Bullying: A learned behaviour
Dr. Paul Martiquet, Medical Health Officer

April 1, 2002

Bullying has been in the news again: another death, a court case, and jail sentences underscore the impact of behaviour often discounted as harmless teasing. Of course, most instances of bullying do not attract such media attention. Nonetheless, parents, educators and the community should be concerned about the bullies among us.

The effects of bullying can be felt into adulthood, both for the perpetrator and the victim. Studies have shown that a majority of childhood bullies end up in jail by their mid-20s. And for victims, they may have lower self-esteem and face depression lasting into their adult lives. Fortunately, because bullying is a learned behaviour, it can also be unlearned. Best to start early.

Bullying can be broken down into three types: physical, emotional, and social. The first involves cases where a person or their property is physically harmed. It may start with threats and insults, but unless someone intervenes, will escalate into pushing, shoving and fighting. Another form is extortion which might involve a child having to give up his or her lunch or personal possessions.

Emotional bullying hurts people through insults, name calling and dirty looks. It seems that “names will never hurt me” is not altogether true. Emotional bullies can inflict pain by demeaning, upsetting and frightening their victims.

Social bullies shun and exclude their victims from groups and events. The process may start with dirty looks, then ignoring, gossiping and spreading rumours. Soon, a child may find they are being shunned by all their classmates and are no longer being invited to birthday parties or to play with others. Social bullying is the most difficult form to detect as there are no marks, no stolen or destroyed property as clues.

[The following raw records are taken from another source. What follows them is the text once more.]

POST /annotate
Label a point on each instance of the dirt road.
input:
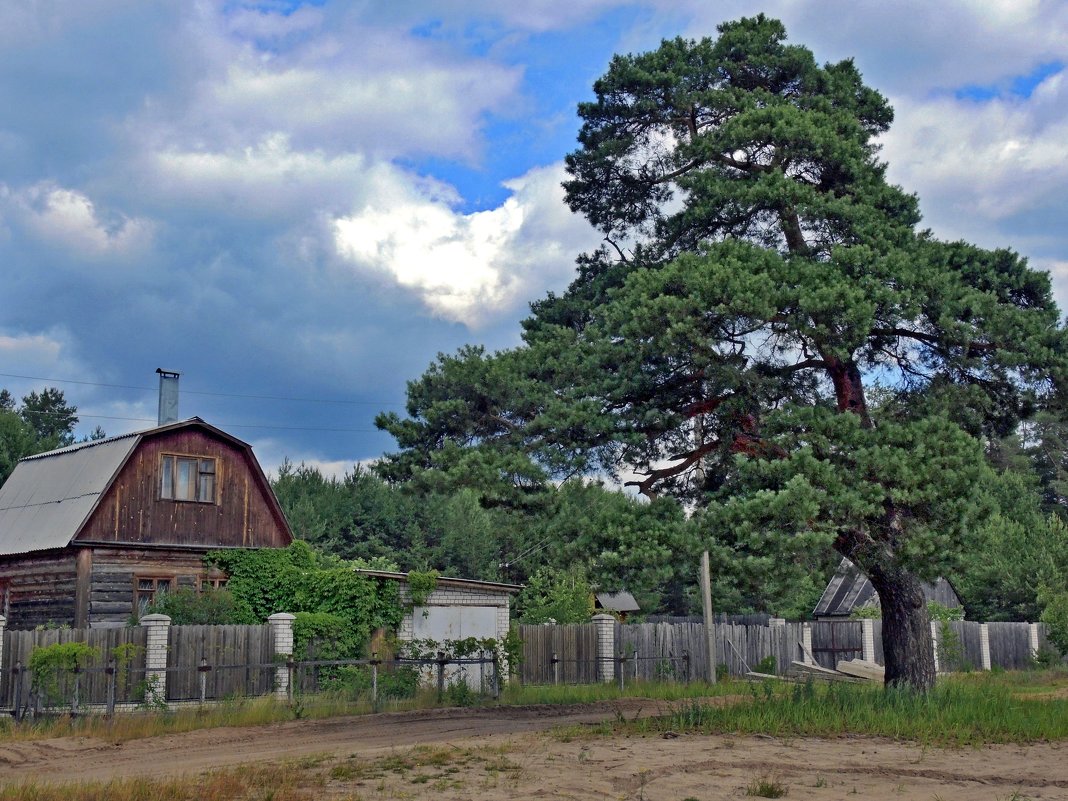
(504, 753)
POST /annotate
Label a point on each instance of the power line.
(211, 394)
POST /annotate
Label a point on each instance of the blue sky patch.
(1021, 85)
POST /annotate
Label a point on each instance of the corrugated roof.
(49, 496)
(849, 589)
(622, 601)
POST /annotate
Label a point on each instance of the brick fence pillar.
(984, 646)
(281, 627)
(155, 658)
(867, 642)
(606, 645)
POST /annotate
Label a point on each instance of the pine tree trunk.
(907, 646)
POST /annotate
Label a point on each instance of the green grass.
(959, 711)
(520, 695)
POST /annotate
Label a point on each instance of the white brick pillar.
(157, 628)
(806, 643)
(984, 646)
(606, 645)
(936, 644)
(281, 628)
(867, 641)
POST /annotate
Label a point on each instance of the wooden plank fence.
(18, 644)
(678, 652)
(240, 658)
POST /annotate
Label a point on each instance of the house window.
(148, 589)
(187, 478)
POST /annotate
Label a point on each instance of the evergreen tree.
(759, 279)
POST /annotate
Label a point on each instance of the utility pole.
(706, 598)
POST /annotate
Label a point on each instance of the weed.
(766, 787)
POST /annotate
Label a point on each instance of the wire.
(213, 394)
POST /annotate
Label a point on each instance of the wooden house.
(90, 534)
(849, 590)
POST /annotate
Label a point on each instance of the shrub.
(186, 607)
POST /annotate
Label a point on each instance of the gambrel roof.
(49, 497)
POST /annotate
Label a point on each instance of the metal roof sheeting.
(622, 601)
(849, 589)
(48, 497)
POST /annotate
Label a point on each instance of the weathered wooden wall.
(114, 571)
(132, 512)
(41, 590)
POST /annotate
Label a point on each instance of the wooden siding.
(242, 515)
(115, 570)
(41, 590)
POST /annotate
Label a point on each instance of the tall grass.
(520, 694)
(957, 712)
(277, 782)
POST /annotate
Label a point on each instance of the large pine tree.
(765, 331)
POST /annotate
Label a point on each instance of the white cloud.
(468, 267)
(979, 167)
(71, 220)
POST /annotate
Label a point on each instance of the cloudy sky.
(298, 205)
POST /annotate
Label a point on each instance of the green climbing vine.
(421, 585)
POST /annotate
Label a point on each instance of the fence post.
(867, 642)
(606, 645)
(985, 646)
(155, 658)
(806, 643)
(936, 645)
(16, 677)
(375, 661)
(110, 673)
(281, 627)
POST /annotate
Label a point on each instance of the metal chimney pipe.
(168, 396)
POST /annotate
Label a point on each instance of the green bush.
(297, 579)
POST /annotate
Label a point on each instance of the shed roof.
(849, 589)
(49, 496)
(446, 581)
(622, 601)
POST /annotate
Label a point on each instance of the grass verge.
(964, 710)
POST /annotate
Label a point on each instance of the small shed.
(849, 590)
(621, 603)
(456, 609)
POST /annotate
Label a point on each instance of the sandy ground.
(513, 753)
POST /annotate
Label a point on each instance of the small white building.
(456, 609)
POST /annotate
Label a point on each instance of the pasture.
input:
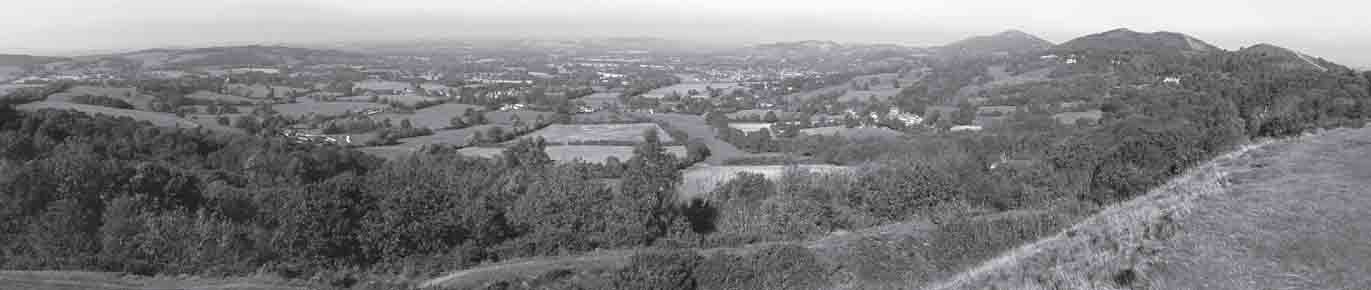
(853, 133)
(155, 118)
(701, 179)
(1070, 118)
(524, 115)
(324, 108)
(220, 97)
(761, 114)
(261, 90)
(446, 137)
(598, 133)
(565, 153)
(436, 116)
(750, 127)
(683, 89)
(402, 99)
(128, 95)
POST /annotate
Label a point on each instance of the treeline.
(113, 194)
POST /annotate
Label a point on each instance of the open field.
(701, 179)
(1283, 215)
(761, 114)
(683, 89)
(155, 118)
(436, 116)
(750, 127)
(697, 129)
(592, 133)
(128, 95)
(326, 108)
(381, 85)
(410, 145)
(113, 281)
(524, 115)
(601, 99)
(259, 90)
(854, 133)
(564, 153)
(226, 99)
(7, 88)
(1070, 118)
(402, 99)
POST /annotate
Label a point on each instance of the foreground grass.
(1285, 215)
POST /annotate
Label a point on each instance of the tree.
(645, 204)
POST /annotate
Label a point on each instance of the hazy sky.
(1334, 29)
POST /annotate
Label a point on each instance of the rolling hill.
(1124, 40)
(1005, 43)
(1288, 59)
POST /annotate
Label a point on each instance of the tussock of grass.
(1272, 215)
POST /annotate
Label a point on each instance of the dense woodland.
(102, 193)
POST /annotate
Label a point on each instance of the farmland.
(750, 127)
(446, 137)
(701, 88)
(213, 96)
(1070, 118)
(402, 99)
(702, 179)
(598, 133)
(436, 116)
(854, 133)
(564, 153)
(524, 115)
(128, 95)
(331, 108)
(155, 118)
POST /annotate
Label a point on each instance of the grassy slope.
(100, 281)
(1286, 215)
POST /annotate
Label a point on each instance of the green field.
(328, 108)
(854, 133)
(436, 116)
(592, 133)
(226, 99)
(155, 118)
(701, 179)
(564, 153)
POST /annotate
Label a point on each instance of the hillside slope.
(1283, 215)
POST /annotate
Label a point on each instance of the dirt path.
(87, 281)
(1286, 215)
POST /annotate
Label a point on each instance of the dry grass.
(1283, 215)
(111, 281)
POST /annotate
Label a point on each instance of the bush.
(661, 270)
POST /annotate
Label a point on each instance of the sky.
(1334, 29)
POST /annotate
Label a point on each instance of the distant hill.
(1288, 59)
(1124, 40)
(1011, 41)
(26, 59)
(252, 55)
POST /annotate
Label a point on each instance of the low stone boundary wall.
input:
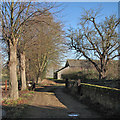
(105, 96)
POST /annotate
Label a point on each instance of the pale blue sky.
(72, 11)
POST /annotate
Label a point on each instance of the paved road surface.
(52, 102)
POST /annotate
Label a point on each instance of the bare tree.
(98, 39)
(45, 44)
(14, 16)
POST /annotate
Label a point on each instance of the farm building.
(73, 65)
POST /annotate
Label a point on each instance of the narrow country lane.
(53, 102)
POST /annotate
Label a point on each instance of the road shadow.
(38, 112)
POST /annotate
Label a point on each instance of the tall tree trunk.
(22, 71)
(102, 73)
(13, 73)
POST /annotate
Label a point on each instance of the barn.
(72, 65)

Bullying is not restricted to either boys or girls — they both do it. Where boys will often rely on verbal and physical intimidation, girls tend to use tactics like teasing, gossiping, insulting their victims and excluding them from social activities. For a long time we believed that bullies have low self-esteem, that they are loners and are usually poor students. Not so! Bullies tend to have particularly good self-esteem as bullying increases it. Nor are they loners. Bullying needs an audience so most have a small group of close friends to witness and support the behaviour. As for schoolwork, most bullies achieve average grades.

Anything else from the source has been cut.